[swift-evolution] [Accepted] SE-0169: Improve Interaction Between `private` Declarations and Extensions
Douglas Gregor
dgregor at apple.com
Fri Apr 21 10:30:27 CDT 2017
> On Apr 20, 2017, at 7:53 PM, John McCall <rjmccall at apple.com> wrote:
>
>> On Apr 20, 2017, at 7:31 PM, Douglas Gregor <dgregor at apple.com <mailto:dgregor at apple.com>> wrote:
>>> On Apr 20, 2017, at 3:39 PM, John McCall <rjmccall at apple.com <mailto:rjmccall at apple.com>> wrote:
>>>
>>>> On Apr 20, 2017, at 6:35 PM, Xiaodi Wu via swift-evolution <swift-evolution at swift.org <mailto:swift-evolution at swift.org>> wrote:
>>>> On Thu, Apr 20, 2017 at 5:03 PM, Douglas Gregor <dgregor at apple.com <mailto:dgregor at apple.com>> wrote:
>>>>
>>>>
>>>>> On Apr 20, 2017, at 11:33 AM, Jordan Rose <jordan_rose at apple.com <mailto:jordan_rose at apple.com>> wrote:
>>>>>
>>>>>
>>>>>> On Apr 18, 2017, at 20:40, Douglas Gregor via swift-evolution <swift-evolution at swift.org <mailto:swift-evolution at swift.org>> wrote:
>>>>>>
>>>>>> This makes the private/fileprivate distinction meaningful for extensions. I think also bans the use of "private" at global scope for non-nominal types or extensions thereof. A clarifying update to the proposal is in order, so developers can better understand the semantics.
>>>>>
>>>>> Wait, hang on, then people have to write 'fileprivate' instead of 'private' for top-level typealiases (and functions?).
>>>>
>>>> That seems like the correct behavior; private is about members with SE-0169. What do you think?
>>>>
>>>> ...that seems suboptimal, given that the goal has been to make it possible for people to use `private` more and not less frequently. IMO, there's no need for `private typealias` at the global level to be prohibited.
>>>
>>> Yeah, I see no reason for this to change the behavior of private extensions to be more restrictive than before.
>>
>> So you’re okay with:
>>
>> private extension X {
>> func foo() { }
>> }
>>
>> being equivalent to
>>
>> extension X {
>> fileprivate func foo() { }
>> }
>>
>> rather than
>>
>> extension X {
>> private func foo() { }
>> }
>>
>> ?
>>
>> That seems unintuitive at best.
>
> Perhaps, but it's existing unintuitive behavior. Are you suggesting that SE-0169 rationalizes changing it because (1) it's likely that a private extension is just meant for the use of other extensions of that type in the current file and (2) SE-0169 already allows such uses and so justifies the stricter rule? That is an interesting theory, but I'm not sure I believe (1).

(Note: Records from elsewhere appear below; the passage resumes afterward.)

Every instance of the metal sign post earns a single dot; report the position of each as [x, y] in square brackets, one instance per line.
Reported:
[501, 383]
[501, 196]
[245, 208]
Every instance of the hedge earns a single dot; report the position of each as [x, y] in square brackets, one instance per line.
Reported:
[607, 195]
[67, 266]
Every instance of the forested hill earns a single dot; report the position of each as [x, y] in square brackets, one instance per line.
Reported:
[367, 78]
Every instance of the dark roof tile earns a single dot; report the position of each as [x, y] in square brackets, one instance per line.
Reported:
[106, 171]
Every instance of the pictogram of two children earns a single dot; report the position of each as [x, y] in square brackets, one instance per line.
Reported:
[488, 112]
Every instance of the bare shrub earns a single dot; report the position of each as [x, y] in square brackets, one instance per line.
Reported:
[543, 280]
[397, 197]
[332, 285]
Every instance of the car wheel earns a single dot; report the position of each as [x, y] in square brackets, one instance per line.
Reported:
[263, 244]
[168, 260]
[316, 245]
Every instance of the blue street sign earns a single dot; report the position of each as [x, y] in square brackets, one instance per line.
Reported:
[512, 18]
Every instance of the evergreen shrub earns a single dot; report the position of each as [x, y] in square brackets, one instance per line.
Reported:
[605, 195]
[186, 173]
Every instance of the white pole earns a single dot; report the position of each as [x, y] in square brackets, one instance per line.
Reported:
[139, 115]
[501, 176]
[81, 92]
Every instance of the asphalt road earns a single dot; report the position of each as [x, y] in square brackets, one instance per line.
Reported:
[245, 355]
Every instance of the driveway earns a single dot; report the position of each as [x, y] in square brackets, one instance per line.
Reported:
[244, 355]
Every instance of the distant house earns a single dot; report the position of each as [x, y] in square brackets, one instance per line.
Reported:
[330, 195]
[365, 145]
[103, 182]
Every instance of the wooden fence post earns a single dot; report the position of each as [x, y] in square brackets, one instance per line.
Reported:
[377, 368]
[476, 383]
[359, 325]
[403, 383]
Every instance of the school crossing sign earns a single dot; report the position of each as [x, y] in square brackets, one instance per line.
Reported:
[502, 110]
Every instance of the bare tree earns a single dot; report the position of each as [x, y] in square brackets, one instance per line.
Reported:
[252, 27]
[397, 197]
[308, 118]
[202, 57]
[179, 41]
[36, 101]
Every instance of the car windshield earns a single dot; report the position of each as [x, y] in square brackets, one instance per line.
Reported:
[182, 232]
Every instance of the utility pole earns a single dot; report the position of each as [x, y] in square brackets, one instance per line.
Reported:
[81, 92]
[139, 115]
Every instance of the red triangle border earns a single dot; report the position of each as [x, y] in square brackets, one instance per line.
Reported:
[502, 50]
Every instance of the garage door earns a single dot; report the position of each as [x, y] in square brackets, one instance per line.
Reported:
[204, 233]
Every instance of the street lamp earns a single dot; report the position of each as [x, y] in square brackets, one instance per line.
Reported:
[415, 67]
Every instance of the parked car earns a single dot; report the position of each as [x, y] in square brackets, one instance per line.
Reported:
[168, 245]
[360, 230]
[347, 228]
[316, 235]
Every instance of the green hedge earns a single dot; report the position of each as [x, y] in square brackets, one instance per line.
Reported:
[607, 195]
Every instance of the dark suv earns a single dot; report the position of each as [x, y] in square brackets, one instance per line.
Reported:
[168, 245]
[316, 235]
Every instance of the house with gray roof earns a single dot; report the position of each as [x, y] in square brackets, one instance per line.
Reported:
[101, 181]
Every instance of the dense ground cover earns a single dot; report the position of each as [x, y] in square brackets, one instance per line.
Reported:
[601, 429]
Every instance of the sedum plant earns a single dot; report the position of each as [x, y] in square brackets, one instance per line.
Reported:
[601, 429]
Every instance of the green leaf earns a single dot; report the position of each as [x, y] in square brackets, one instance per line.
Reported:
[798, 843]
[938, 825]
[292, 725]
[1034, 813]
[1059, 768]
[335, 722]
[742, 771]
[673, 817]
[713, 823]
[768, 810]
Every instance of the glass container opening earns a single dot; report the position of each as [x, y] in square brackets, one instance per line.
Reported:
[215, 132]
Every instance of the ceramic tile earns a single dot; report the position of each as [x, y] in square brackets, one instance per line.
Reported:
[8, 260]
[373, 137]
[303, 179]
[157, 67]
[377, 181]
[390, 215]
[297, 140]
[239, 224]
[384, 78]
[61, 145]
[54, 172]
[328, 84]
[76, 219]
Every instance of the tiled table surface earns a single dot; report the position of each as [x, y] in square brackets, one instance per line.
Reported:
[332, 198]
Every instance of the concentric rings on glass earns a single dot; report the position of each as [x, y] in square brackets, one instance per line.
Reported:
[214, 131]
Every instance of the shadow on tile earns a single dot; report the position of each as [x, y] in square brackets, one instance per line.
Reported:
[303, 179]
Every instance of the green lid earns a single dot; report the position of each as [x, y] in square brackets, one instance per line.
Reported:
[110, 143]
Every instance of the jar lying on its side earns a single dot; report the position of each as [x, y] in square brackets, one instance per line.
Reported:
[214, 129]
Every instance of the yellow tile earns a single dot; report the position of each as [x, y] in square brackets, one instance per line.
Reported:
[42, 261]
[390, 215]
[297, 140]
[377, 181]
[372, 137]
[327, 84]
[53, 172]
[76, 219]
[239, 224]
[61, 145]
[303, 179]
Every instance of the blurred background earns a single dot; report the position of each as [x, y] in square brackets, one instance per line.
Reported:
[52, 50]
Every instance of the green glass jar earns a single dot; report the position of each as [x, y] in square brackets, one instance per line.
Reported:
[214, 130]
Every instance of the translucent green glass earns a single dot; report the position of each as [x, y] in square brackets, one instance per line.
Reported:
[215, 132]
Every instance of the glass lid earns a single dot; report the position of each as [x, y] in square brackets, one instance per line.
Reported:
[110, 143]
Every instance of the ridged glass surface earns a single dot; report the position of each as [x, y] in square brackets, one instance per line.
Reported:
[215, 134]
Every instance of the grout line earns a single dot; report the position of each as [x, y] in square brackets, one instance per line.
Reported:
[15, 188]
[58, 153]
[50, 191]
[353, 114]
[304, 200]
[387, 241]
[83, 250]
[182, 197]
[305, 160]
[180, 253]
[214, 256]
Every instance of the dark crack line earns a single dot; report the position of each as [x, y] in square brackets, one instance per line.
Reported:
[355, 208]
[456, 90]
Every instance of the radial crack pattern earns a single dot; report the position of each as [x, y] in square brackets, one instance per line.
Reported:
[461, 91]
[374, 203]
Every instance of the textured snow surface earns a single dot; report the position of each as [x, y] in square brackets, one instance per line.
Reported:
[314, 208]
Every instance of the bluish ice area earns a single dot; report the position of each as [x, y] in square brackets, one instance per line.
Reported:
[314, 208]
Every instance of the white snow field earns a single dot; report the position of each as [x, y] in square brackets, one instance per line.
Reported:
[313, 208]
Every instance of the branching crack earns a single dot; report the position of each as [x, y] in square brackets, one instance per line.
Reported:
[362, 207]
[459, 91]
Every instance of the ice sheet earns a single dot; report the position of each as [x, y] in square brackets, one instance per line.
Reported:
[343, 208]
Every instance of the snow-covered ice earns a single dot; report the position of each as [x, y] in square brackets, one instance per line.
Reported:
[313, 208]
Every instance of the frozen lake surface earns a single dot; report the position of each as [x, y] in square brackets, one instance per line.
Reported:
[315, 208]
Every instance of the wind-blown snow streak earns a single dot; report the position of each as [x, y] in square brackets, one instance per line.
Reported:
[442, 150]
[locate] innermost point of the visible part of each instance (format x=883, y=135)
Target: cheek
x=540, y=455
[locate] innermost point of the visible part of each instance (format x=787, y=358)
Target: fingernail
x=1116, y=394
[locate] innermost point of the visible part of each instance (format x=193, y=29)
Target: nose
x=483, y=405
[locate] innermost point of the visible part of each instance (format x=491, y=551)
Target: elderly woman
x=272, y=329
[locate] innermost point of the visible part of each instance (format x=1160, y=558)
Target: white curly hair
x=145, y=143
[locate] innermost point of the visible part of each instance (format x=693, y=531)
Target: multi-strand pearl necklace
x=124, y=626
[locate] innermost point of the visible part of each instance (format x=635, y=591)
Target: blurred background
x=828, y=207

I’m saying (2), and I suspect (1) is most often the case… but I agree that we’re likely to end up breaking code here.
> More importantly, though, SE-0169 didn't actually propose changing this behavior, and it's a very substantial shift in behavior, and we haven't actually discussed or gathered any community feedback about it, so I'm really struggling to see why it wouldn't need to be a separate evolution proposal.
I was interpreting SE-0169 to mean this, but you are correct: SE-0169 doesn’t spell out a change here.
> And that would be difficult because, as a wise man once said to me, the core team considers the access-control matter closed for Swift 4 and will not be reviewing any further proposals in this area. :)
Never put stock in charlatans or compiler writers.